In Lightroom, just a slight crop from the right for composition, added Clarity and Vibrance, and Landscape sharpen preset.
And here without the bee, an even closer view of the Blanket Flower.
Happy 4th of July!
On the way back from my Fernald Brook adventure, I ran into an area where the road I had to walk was completely under water…not much water…a few inches. It was an old road that, near as I could tell, skirts the edge of a disused gravel pit, now turned into a kind of sumpy wetland. Not exactly where you would go to search for an increasingly rare orchid in Maine. But there it was, a patch of well over a hundred fragile plants, all in bloom.
Sony DSC H50 at full wide and macro. F5.6 @ 1/500th @ ISO 100. Programed auto.

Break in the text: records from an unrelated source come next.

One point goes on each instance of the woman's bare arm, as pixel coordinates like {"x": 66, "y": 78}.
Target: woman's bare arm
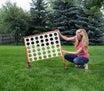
{"x": 75, "y": 53}
{"x": 66, "y": 38}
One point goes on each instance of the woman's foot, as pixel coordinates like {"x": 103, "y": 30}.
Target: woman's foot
{"x": 86, "y": 66}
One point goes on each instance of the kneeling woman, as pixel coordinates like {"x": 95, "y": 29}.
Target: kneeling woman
{"x": 81, "y": 56}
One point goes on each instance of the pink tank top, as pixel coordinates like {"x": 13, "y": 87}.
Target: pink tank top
{"x": 83, "y": 53}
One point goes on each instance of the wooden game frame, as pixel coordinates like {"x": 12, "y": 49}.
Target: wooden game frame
{"x": 27, "y": 58}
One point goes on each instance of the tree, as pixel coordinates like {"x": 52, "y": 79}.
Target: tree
{"x": 16, "y": 20}
{"x": 68, "y": 18}
{"x": 39, "y": 16}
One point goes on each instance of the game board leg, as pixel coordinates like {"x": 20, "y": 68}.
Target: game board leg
{"x": 28, "y": 64}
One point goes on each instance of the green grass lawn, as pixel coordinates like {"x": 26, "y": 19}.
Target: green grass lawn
{"x": 50, "y": 75}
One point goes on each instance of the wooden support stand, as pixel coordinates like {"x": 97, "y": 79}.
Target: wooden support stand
{"x": 28, "y": 64}
{"x": 63, "y": 60}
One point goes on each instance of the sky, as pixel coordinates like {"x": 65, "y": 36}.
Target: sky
{"x": 24, "y": 4}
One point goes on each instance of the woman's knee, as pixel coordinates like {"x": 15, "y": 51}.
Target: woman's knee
{"x": 75, "y": 61}
{"x": 66, "y": 56}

Cropped slightly in Lightroom for composition. Recovery for the highlights. Added Clarity and Vibrance. Blackpoint to the right. Landscape sharpen preset. I also used the Local Adjustment Brush to paint a mask over the background and then decreased Clarity and Sharpness to the max, and Contrast slightly, to give the effect of a shallower depth of field. One of the issues with small Point and Shoots on macro is that the physical size of the aperture gives greater depth of field than the corresponding lens on a DSLR, which makes it harder to separate the subject from a potentially distracting background. LAB in Lightroom to the rescue.
And, for contrast, just a few yards away where the moss was taking over I found a whole cluster of these Sweet White Violets blooming the gloom of the overhanging trees and bank very late in the season.

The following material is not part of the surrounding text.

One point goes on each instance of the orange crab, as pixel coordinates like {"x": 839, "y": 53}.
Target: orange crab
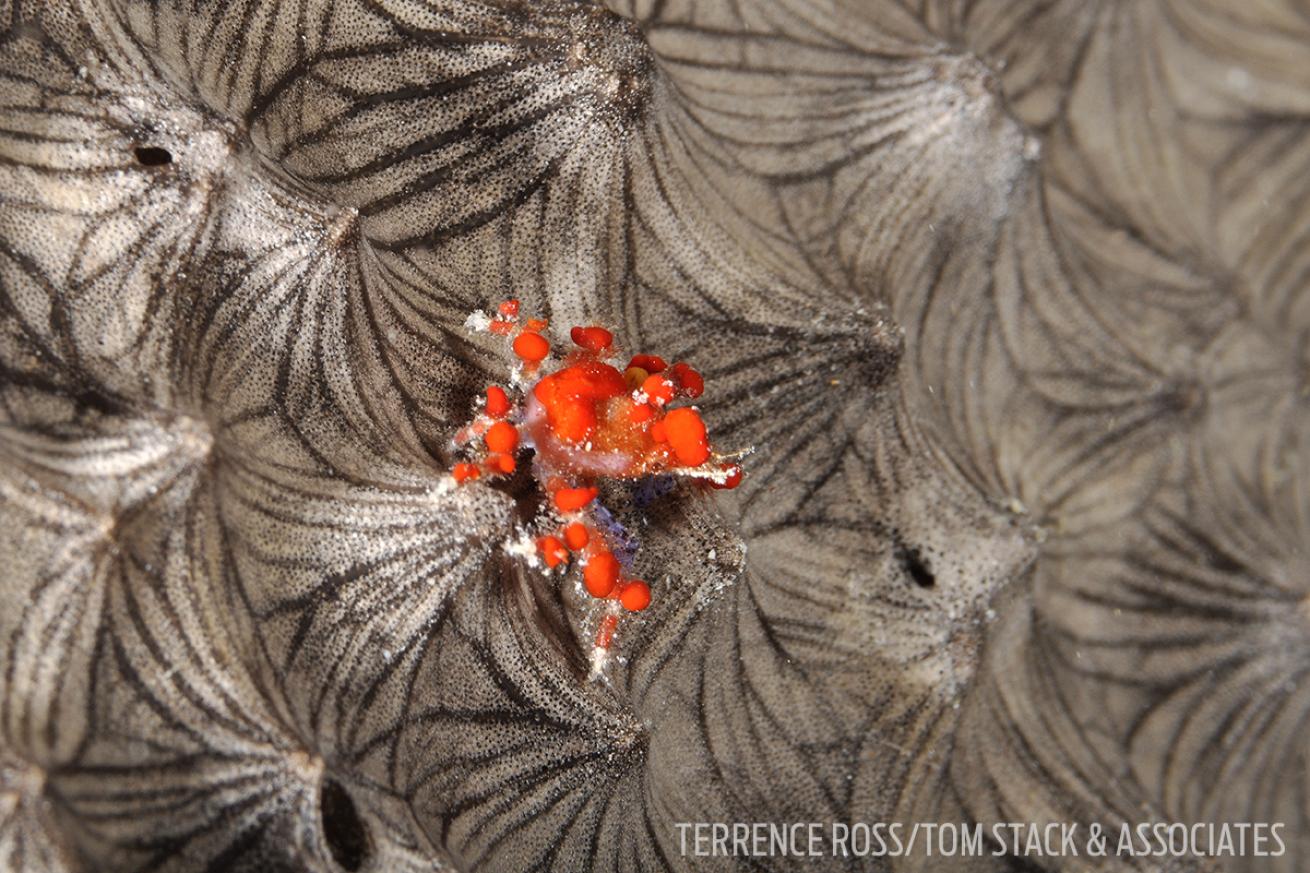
{"x": 587, "y": 420}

F3.5 @ 1/60th @ ISO 100 in the more subdued light.
Happy Sunday!
This is perhaps an appropriate shot for the last entry from this year’s trip to Acadia. I tried several before getting this low angle, flower and lichen in the foreground, expanse of the rocky top and ziz zag of the environmental fencing, and then leaping out across Frenchman’s bay to the horizon with its clouds. I was trying to capture at least one aspect of Cadillac and Acadia: the sense of being suspended, all life, from the flower struggling against odds to the humans tiny on the near horizon, between the rocky, gritty particular and an awesome infinity. For me, that is an essential element of the Acadia experience.
Practically speaking, I used Program Shift (see In Praise of Program Shift on Point and Shoot Landscape) to get the smallest aperture for greatest depth of field to keep everything from the foreground rock detail and the flower petals to the far horizon relatively sharp. It took me quite a few shots and 20 minutes to find the right flower. F8 on a P&S is pretty deep focus, but I found that I had to put the flower up into the field a bit and let some of the rock go soft right at the bottom of the frame. I cropped out the out of focus area in Lightroom during post processing.
Sony DSC H50 at full wide and macro. F8.0 @ 1/200th @ ISO 100. Programed auto, program shifted for smallest aperture.
In Lightroom, besides the crop, Recovery for the sky, some Fill Light and added Contrast to compensate in the foreground, added Clarity and Vibrance, and Landscape sharpen preset.